Il est impossible d'expliquer comment Brune, qui savait que sa droite avait passé et était aux mains avec l'ennemi, ne se porta pas à son secours, n'y dirigea pas ses pontons pour y construire un autre pont. Pourquoi du moins, puisqu'il avait adopté le plan de passer sur deux points, ne choisit-il pas Mozembano, en profitant du mouvement où était l'armée autrichienne, pour s'emparer de Salionzo, Valleggio, et tomber sur les derrières des ennemis? Suchet et Davoust ne vinrent au secours de Dupont, que de leur propre mouvement, ne prenant conseil que de la force des évènements.
Le 25, le général Marmont plaça ses batteries de réserve sur les hauteurs de Mozembano, pour protéger la construction des ponts; c'était bien inutile. L'ennemi n'avait garde de venir se placer dans un rentrant de trois mille toises de corde, pour disputer le passage d'une rivière de vingt toises, commandée par une hauteur, vis-à-vis de laquelle son artillerie, quelque nombreuse qu'elle fût, n'aurait pas pu se maintenir plus d'un quart d'heure en batterie. Le passage effectué, Delmas, avec l'avant-garde, marcha sur Valleggio; Moncey, avec la division Boudet, Michaud, avec la réserve, le soutinrent. Suchet resta en réserve devant Borghetto, et Dupont, avec l'aile droite, resta à Pozzolo. Les troupes eurent à souffrir des feux croisés de Valleggio et de Salionzo; mais le général autrichien avait déja calculé sa retraite, considérant la rivière comme passée, et après l'affront qu'il avait reçu la veille, malgré l'immense supériorité de ses forces, il cherchait à gagner l'Adige. Il avait seulement conservé des garnisons dans les ouvrages de Salionzo et de Valleggio, afin de pouvoir opérer sûrement sa retraite et évacuer tous ses blessés. Brune lui en laissa le temps. Dans la journée du 25, il ne dépassa pas Salionzo et Valleggio, c'est-à-dire qu'il fit trois mille toises. Le lendemain, les redoutes de Salionzo furent cernées, et on y prit quelques pièces de canon et 1200 hommes. Il faut croire que c'est par une faute de l'état-major autrichien, que ces garnisons n'ont pas reçu l'ordre de se retirer sur Peschiera. Il est difficile, toutefois, de justifier la conduite de ce général.

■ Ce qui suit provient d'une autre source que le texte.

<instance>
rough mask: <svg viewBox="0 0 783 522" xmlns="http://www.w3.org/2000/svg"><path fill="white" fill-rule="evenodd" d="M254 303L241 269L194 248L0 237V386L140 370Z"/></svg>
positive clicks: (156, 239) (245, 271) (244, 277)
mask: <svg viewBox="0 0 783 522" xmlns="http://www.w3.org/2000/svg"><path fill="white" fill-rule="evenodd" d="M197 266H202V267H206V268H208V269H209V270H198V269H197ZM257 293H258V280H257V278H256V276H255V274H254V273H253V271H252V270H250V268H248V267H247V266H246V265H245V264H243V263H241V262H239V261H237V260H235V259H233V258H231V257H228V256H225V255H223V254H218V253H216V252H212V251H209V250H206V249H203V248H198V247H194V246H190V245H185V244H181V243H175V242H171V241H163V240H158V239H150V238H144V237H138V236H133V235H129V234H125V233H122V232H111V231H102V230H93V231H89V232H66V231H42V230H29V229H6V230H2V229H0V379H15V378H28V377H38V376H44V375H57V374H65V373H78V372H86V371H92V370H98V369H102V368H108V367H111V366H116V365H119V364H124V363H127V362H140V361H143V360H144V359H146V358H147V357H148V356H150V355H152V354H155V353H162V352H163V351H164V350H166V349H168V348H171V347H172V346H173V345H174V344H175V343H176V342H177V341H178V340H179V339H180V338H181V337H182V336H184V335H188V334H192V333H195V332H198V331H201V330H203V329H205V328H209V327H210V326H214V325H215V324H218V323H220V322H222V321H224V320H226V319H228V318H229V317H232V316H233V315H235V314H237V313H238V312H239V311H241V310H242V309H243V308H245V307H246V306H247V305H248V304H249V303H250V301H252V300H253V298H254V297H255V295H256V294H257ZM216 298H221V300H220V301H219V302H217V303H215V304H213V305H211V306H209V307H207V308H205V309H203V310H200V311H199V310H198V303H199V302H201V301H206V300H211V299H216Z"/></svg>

Les Français firent une attaque inutile en voulant enlever Borghetto; la brave soixante-douzième demi-brigade, qui en fut chargée, y perdit l'élite de ses soldats. Il suffisait de canonner vivement ce poste et d'y jeter des obus; car on ne peut pas entrer dans Borghetto, si l'on n'est pas maître de Valleggio; et une fois maître de ce dernier point, tout ce qui est dans Borghetto est pris. Effectivement, peu après l'attaque de la soixante-douzième, la garnison de Borghetto se rendit prisonnière; mais on avait sacrifié en pure perte 4 à 500 hommes de cette brave demi-brigade.